Sul Pezzo
Taranto, bevevano birra in gruppo incuranti dei divieti
La Polizia Locale di Taranto ha effettuato numerosi controlli con presidi mobili sul territorio per portare ordine laddove si verificavano condizioni di assembramento. “Dopo le file non organizzate e gli assembramenti di sabato scorso – si legge in una nota del Comune di Taranto – avevamo annunciato controlli puntuali per verificare che i cittadini rispettassero la facoltà di uscire solo in caso di necessità e, d’altro canto, che i gestori rispettassero quanto previsto all’art. 1 comma 2/u del DL 19 del 25 marzo che testualmente recita: aperture consentite con modalità idonee ad evitare assembramenti di persone, con obbligo a carico del gestore di predisporre le condizioni per garantire il rispetto di una distanza di sicurezza interpersonale predeterminata e adeguata a prevenire o ridurre il rischio di contagio per garantire l’ordine e le distanza tra i clienti”.
I controlli hanno dato risultati e hanno portato ieri a sanzionare con diffida un supermercato di corso Italia per il quale scatterà la chiusura da 5 a 30 giorni nel caso si reiteri l’assembramento. E’ stato sanzionato anche un distributore di tabacchi aperto oltre l’orario consentito.
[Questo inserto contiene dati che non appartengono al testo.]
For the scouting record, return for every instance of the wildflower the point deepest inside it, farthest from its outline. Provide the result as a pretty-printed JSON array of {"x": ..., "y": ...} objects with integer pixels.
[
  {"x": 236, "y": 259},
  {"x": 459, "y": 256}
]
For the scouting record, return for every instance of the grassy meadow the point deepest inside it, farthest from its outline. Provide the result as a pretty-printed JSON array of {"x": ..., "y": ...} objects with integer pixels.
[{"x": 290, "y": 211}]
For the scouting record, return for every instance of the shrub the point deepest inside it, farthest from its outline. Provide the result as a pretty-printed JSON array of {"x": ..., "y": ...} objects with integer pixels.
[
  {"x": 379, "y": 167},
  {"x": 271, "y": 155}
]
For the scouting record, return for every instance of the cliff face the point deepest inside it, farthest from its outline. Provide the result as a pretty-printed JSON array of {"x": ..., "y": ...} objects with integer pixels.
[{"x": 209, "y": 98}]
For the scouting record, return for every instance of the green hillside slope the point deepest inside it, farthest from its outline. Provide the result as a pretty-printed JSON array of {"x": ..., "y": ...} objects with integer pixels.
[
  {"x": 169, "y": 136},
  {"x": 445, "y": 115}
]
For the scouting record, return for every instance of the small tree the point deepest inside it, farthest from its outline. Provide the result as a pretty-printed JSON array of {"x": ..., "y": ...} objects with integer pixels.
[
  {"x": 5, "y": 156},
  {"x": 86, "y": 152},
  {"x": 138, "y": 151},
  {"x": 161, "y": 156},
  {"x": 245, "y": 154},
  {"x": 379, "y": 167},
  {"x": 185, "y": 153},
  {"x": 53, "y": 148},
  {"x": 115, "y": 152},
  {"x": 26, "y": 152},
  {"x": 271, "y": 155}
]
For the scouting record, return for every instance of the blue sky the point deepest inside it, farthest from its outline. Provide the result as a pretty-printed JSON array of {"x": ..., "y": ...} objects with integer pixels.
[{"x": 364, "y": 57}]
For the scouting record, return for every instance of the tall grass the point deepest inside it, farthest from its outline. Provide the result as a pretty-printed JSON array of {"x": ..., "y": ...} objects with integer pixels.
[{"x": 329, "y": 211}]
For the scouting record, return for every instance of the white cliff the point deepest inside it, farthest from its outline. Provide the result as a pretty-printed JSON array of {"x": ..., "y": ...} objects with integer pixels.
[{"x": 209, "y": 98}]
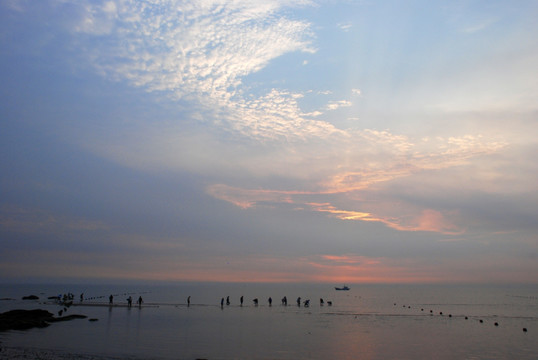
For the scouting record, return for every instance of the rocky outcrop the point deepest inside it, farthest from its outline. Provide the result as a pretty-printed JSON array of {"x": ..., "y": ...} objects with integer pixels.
[{"x": 27, "y": 319}]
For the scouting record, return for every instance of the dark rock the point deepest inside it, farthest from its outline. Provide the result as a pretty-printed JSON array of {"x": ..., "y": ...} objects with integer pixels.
[
  {"x": 27, "y": 319},
  {"x": 24, "y": 319}
]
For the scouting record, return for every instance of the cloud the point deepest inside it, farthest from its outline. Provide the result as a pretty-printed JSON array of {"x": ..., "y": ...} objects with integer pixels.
[
  {"x": 333, "y": 105},
  {"x": 375, "y": 158},
  {"x": 345, "y": 27},
  {"x": 16, "y": 219}
]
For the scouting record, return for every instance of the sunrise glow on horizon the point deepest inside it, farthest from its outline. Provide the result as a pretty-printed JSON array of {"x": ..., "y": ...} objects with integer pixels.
[{"x": 269, "y": 141}]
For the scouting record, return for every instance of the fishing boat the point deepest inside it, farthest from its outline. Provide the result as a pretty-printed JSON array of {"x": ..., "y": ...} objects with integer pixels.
[{"x": 342, "y": 288}]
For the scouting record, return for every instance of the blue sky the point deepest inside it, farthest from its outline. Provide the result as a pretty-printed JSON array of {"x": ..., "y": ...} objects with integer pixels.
[{"x": 332, "y": 141}]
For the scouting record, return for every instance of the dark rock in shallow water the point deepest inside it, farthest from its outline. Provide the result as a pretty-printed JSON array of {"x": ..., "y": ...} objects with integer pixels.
[
  {"x": 24, "y": 319},
  {"x": 27, "y": 319}
]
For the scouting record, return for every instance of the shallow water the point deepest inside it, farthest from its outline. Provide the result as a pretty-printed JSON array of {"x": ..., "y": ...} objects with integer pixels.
[{"x": 367, "y": 322}]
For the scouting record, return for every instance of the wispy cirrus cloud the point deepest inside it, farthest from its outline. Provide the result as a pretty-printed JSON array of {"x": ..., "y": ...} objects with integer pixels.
[{"x": 383, "y": 158}]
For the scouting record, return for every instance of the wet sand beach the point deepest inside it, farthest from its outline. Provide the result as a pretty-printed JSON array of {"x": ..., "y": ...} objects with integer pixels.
[{"x": 382, "y": 322}]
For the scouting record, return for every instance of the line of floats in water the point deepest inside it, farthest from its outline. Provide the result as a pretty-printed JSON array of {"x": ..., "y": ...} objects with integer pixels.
[{"x": 67, "y": 300}]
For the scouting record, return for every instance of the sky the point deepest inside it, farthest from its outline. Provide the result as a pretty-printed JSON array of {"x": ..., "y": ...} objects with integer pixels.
[{"x": 269, "y": 141}]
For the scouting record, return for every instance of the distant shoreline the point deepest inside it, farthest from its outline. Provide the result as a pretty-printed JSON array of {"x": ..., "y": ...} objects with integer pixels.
[{"x": 25, "y": 353}]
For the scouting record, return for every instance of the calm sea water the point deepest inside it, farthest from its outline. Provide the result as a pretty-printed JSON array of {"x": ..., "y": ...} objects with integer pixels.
[{"x": 367, "y": 322}]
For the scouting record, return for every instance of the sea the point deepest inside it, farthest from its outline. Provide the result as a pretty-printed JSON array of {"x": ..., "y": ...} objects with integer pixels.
[{"x": 365, "y": 322}]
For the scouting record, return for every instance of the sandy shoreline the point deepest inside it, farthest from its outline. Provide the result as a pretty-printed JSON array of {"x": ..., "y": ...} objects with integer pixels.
[
  {"x": 23, "y": 353},
  {"x": 19, "y": 353}
]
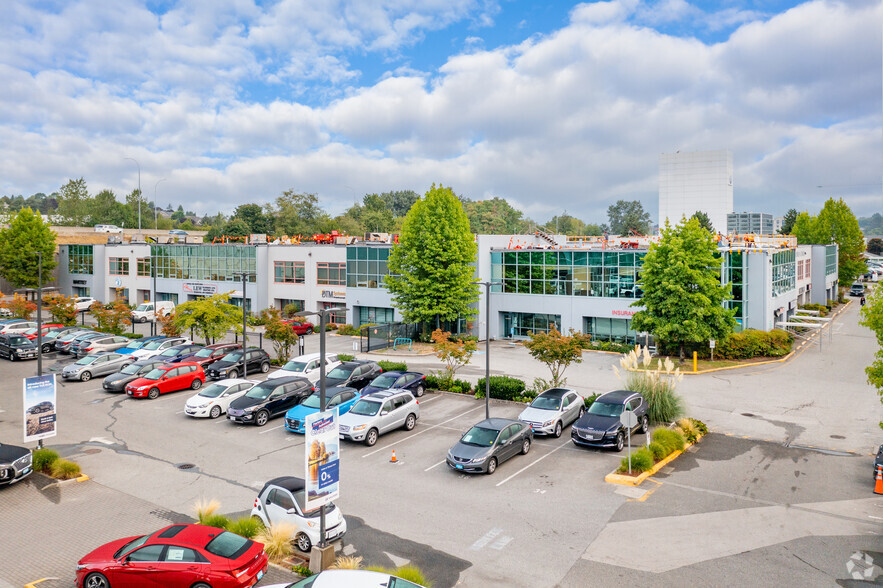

“Martedì mattina – spiega Gianni Cataldino, assessore alla Polizia Locale – durante il quotidiano giro di controllo, mi sono recato con gli agenti in via Principe Amedeo dove i cittadini lamentavano assembramenti costanti. Di fatto i presenti si sono allontanati all’arrivo dei mezzi di polizia, ma abbiamo constatato una delinquenziale abitudine a stazionare per strada con consumo di birra come se nulla stesse avvenendo a Taranto, in Italia e nel mondo. Mi duole pensare che il sacrificio di clausura di tanti tarantini perbene possa essere messo a repentaglio non dalla stupidità, perché questa vale quando si mette a rischio la propria incolumità, ma dalla delinquenza di chi mette a rischio la salute di un’intera comunità. Nel pomeriggio la Polizia Locale si è recata nuovamente sul posto e ha identificato due persone. Sono convinto che torneranno a stazionare per strada e noi provvederemo, anche chiedendo la collaborazione delle altre forze dell’ordine, a tornare”.